FEATURE STATE: Kubernetes v1.0
stable
If you’d like to start sending traffic to a Pod only when a probe succeeds, specify a readiness probe. In this case, the readiness probe might be the same as the liveness probe, but the existence of the readiness probe in the spec means that the Pod will start without receiving any traffic and only start receiving traffic after the probe starts succeeding. If your Container needs to work on loading large data, configuration files, or migrations during startup, specify a readiness probe. 如果只想在探测成功时才开始向pod发送流量,请指定就绪探测。在这种情况下,就绪探测可能与活动探测相同,但规范中存在就绪探测意味着POD将在不接收任何通信量的情况下启动,并且仅在探测开始成功后才开始接收通信量。如果容器需要在启动期间加载大数据、配置文件或迁移,请指定就绪探测。
If you want your Container to be able to take itself down for maintenance, you can specify a readiness probe that checks an endpoint specific to readiness that is different from the liveness probe. 如果您希望容器能够自行停机进行维护,则可以指定一个就绪探测,该探测检查特定于就绪的端点,该端点不同于活动探测。
Note that if you just want to be able to drain requests when the Pod is deleted, you do not necessarily need a readiness probe; on deletion, the Pod automatically puts itself into an unready state regardless of whether the readiness probe exists. The Pod remains in the unready state while it waits for the Containers in the Pod to stop. 注意,如果您只想在pod被删除时排出请求,则不一定需要就绪探测;在删除时,pod会自动将自己置于未就绪状态,而不管就绪探测是否存在。当POD等待POD中的容器停止时,POD保持未就绪状态。

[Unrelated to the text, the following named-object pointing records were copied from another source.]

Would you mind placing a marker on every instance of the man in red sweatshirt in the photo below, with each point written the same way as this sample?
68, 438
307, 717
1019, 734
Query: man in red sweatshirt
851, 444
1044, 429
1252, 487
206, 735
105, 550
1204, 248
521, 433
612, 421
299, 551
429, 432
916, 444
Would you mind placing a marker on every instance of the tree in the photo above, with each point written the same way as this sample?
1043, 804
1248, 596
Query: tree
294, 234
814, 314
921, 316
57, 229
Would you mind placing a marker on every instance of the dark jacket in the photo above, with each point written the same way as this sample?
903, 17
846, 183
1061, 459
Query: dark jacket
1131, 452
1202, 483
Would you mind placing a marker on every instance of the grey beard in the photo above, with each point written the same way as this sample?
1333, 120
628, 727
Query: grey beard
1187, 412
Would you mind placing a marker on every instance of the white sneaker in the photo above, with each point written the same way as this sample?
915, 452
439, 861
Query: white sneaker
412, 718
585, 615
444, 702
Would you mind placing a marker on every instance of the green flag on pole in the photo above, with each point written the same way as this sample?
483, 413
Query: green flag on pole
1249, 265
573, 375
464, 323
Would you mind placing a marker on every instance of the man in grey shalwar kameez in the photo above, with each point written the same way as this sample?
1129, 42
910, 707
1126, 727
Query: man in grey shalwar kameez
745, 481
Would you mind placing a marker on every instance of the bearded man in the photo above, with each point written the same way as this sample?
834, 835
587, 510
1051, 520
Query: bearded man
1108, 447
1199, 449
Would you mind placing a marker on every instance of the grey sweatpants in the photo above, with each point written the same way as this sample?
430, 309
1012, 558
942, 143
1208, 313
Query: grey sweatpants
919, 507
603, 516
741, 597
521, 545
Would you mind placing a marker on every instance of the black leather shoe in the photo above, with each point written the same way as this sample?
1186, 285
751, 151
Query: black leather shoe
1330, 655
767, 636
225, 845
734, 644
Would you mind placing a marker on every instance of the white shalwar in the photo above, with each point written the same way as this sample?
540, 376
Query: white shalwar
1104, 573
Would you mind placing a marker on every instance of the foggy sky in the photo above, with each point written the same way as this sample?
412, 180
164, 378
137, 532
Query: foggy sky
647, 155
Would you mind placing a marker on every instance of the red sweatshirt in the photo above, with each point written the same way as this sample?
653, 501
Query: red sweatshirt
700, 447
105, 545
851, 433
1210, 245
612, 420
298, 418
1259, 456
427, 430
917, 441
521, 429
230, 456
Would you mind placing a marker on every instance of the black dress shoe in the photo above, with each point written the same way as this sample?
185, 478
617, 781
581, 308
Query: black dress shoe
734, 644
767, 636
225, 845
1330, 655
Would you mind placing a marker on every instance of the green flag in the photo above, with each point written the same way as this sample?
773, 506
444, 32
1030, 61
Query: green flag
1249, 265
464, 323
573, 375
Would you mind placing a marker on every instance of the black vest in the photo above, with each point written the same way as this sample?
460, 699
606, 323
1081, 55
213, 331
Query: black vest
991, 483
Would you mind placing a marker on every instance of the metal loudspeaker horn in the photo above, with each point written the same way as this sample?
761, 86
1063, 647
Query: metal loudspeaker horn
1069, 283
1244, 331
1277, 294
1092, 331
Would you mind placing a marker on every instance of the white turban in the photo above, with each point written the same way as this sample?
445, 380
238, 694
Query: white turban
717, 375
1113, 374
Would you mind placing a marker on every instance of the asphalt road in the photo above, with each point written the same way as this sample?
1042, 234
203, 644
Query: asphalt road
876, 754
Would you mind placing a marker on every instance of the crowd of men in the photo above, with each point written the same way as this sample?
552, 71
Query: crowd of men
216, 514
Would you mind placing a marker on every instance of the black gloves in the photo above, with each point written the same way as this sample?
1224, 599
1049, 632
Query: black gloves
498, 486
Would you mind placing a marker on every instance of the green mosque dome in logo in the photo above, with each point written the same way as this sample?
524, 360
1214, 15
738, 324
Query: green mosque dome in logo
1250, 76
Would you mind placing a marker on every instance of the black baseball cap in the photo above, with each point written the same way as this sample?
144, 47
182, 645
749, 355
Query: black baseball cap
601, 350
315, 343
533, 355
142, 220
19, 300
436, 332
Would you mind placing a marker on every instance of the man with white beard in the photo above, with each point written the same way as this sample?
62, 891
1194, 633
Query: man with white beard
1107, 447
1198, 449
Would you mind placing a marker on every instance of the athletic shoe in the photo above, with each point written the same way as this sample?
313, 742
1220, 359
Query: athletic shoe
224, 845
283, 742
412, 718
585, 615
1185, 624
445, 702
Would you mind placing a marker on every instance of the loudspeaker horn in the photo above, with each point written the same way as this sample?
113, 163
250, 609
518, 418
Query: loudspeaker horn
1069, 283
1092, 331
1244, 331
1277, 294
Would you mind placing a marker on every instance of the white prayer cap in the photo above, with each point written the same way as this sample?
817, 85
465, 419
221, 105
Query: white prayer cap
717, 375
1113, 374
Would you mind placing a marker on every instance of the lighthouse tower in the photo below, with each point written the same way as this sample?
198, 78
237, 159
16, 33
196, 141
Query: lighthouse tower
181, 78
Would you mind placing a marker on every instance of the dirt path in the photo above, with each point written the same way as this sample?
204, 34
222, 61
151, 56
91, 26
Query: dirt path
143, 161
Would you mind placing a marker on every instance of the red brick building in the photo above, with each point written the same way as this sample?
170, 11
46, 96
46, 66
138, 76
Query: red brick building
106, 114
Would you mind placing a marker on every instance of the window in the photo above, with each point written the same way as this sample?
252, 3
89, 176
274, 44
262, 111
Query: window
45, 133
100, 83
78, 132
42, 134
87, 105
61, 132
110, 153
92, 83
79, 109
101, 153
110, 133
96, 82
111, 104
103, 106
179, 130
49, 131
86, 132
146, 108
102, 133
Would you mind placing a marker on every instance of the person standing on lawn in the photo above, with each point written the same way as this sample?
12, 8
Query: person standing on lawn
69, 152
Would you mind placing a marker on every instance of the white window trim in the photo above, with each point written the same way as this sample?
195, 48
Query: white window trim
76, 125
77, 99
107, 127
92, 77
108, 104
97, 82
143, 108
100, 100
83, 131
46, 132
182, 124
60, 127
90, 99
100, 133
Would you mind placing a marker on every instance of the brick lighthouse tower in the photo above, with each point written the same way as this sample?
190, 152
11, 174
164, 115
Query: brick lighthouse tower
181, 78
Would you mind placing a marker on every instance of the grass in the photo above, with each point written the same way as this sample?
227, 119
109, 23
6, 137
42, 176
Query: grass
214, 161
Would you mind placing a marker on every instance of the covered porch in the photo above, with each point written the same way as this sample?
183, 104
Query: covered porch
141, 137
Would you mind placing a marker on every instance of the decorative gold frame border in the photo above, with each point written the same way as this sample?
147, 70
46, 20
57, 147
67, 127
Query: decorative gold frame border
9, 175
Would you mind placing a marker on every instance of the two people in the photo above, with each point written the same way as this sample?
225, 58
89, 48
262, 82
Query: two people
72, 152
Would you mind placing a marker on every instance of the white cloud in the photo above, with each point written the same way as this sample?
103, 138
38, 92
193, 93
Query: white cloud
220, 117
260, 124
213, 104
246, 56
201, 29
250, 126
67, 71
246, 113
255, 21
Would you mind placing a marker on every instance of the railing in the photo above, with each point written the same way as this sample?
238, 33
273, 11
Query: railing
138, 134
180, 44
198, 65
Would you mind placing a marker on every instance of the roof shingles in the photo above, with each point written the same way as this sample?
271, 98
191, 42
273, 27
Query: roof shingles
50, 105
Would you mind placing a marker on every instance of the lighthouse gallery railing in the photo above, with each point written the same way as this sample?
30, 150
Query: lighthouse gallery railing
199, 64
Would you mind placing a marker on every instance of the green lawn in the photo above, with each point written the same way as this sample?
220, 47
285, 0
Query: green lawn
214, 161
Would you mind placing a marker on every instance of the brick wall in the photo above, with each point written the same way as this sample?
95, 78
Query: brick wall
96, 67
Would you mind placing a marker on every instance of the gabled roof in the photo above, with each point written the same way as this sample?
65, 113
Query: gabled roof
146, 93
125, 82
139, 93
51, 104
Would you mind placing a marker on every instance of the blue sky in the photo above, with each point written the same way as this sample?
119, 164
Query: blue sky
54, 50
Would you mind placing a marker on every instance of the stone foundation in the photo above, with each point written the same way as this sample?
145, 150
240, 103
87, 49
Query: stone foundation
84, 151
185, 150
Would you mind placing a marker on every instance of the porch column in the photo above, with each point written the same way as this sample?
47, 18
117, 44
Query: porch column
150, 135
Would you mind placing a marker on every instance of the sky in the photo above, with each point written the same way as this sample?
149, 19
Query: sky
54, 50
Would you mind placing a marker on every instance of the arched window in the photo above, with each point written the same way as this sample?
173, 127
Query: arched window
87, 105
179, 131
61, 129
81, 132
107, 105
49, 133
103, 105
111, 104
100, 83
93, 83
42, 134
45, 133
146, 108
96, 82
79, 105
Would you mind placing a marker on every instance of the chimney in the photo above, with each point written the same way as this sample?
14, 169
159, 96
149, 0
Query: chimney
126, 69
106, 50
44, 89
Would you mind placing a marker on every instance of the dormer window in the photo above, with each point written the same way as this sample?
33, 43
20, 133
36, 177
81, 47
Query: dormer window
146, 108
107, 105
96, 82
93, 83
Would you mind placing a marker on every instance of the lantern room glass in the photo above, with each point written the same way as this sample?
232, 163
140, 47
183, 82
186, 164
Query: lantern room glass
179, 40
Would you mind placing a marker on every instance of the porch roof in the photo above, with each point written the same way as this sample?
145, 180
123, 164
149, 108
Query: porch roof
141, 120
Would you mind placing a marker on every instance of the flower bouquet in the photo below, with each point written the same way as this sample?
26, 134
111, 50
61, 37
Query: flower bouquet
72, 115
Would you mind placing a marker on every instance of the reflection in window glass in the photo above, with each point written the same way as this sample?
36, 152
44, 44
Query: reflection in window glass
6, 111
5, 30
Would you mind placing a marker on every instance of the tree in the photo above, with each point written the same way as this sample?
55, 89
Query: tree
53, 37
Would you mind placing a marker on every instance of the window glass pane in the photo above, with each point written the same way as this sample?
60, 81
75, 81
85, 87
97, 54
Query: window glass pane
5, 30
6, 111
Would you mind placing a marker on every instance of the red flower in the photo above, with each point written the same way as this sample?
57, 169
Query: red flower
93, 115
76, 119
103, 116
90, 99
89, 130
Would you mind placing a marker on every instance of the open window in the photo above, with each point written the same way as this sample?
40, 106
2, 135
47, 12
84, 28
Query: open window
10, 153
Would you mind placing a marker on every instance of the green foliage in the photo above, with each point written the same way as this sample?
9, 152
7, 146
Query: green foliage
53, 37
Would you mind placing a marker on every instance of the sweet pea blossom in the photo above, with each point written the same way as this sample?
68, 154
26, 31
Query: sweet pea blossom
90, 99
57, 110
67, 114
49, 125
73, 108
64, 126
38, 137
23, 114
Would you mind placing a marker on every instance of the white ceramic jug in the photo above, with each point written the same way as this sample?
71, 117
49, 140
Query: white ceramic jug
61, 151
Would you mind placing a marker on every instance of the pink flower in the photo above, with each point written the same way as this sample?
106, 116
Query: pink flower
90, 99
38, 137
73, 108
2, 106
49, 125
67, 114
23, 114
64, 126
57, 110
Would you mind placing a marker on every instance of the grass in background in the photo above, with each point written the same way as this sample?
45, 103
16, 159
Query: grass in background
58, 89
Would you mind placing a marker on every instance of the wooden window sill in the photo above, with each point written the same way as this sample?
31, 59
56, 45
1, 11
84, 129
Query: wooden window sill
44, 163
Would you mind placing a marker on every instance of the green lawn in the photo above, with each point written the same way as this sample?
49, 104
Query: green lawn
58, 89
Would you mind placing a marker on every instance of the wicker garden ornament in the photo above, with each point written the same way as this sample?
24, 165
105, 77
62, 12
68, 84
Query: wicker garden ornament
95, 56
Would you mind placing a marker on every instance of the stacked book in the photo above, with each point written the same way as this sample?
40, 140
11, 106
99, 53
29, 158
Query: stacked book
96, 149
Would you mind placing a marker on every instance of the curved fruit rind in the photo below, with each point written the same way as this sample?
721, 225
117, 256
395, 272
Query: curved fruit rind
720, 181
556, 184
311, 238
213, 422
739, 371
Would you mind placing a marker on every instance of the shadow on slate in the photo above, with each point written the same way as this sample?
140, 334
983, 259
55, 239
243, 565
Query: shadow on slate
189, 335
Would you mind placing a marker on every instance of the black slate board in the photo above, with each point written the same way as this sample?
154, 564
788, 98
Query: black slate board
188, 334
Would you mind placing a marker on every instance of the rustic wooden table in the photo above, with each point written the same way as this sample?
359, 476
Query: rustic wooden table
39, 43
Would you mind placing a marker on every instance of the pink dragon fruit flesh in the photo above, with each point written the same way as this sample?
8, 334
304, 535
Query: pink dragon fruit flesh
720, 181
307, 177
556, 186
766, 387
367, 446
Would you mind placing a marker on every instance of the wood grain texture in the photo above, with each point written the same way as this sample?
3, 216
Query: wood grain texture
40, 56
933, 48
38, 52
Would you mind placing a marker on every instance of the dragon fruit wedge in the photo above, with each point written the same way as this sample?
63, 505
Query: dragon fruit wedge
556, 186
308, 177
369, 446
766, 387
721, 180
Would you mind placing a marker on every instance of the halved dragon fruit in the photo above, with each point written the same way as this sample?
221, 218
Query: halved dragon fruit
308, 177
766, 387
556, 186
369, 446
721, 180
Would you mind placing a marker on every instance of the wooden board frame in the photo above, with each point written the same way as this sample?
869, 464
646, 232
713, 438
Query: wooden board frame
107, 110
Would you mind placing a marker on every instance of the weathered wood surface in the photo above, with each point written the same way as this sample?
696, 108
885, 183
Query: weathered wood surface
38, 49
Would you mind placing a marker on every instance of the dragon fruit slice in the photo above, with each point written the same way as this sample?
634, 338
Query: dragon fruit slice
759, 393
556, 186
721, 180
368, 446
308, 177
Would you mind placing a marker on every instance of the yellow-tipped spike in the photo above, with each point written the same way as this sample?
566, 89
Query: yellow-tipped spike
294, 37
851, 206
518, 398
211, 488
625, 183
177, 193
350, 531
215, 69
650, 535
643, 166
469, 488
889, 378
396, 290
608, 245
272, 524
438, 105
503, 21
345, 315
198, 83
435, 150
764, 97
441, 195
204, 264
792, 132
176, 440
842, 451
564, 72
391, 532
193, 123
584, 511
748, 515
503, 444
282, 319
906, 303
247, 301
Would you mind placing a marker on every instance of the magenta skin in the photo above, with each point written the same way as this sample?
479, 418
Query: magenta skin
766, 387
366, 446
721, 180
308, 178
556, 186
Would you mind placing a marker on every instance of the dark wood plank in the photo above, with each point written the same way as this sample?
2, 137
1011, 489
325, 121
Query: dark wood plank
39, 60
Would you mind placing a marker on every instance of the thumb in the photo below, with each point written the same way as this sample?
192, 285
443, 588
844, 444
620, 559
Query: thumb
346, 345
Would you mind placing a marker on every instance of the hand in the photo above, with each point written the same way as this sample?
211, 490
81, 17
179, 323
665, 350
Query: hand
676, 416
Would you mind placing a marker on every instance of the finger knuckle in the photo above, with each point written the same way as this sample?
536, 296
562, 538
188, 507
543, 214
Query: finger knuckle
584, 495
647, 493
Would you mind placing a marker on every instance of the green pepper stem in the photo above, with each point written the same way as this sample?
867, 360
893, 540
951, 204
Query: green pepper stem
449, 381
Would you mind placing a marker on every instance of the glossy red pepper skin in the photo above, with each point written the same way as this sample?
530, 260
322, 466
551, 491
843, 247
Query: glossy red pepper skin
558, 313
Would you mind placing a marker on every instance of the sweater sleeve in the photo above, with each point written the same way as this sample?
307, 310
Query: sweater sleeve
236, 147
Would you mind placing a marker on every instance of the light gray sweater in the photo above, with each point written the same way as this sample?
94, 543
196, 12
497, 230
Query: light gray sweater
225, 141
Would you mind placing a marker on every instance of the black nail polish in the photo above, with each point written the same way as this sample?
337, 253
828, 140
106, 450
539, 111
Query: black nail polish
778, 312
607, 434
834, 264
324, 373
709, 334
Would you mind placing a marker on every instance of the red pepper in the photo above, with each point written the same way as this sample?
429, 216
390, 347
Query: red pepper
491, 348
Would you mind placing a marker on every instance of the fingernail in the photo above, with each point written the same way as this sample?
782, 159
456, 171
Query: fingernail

When should you use a startup probe?
FEATURE STATE: Kubernetes v1.16
alpha
If your Container usually starts in more than initialDelaySeconds + failureThreshold × periodSeconds
, you should specify a startup probe that checks the same endpoint as the liveness probe. The default for periodSeconds
is 30s. You should then set its failureThreshold
high enough to allow the Container to start, without changing the default values of the liveness probe. This helps to protect against deadlocks. 如果容器的启动时间通常超过initialDelaySeconds+failureReshold×periodSeconds,则应指定一个启动探测,该探测检查与活动探测相同的端点。PeriodSeconds的默认值为30s。然后应将其FailuReshold设置得足够高,以允许容器启动,而不更改Liveness Probe的默认值。这有助于防止死锁。
For more information about how to set up a liveness, readiness, startup probe, see Configure Liveness, Readiness and Startup Probes. 有关如何设置活跃性、准备性、启动探针的更多信息,请参见配置活动性、准备性和启动探针。
Pod and Container status
For detailed information about Pod Container status, see PodStatus and ContainerStatus. Note that the information reported as Pod status depends on the current ContainerState. 有关pod容器状态的详细信息,请参阅pod status和containerstatus。请注意,报告为POD状态的信息取决于当前的容器状态。
Container States
Once Pod is assigned to a node by scheduler, kubelet starts creating containers using container runtime.There are three possible states of containers: Waiting, Running and Terminated. To check state of container, you can use kubectl describe pod [POD_NAME]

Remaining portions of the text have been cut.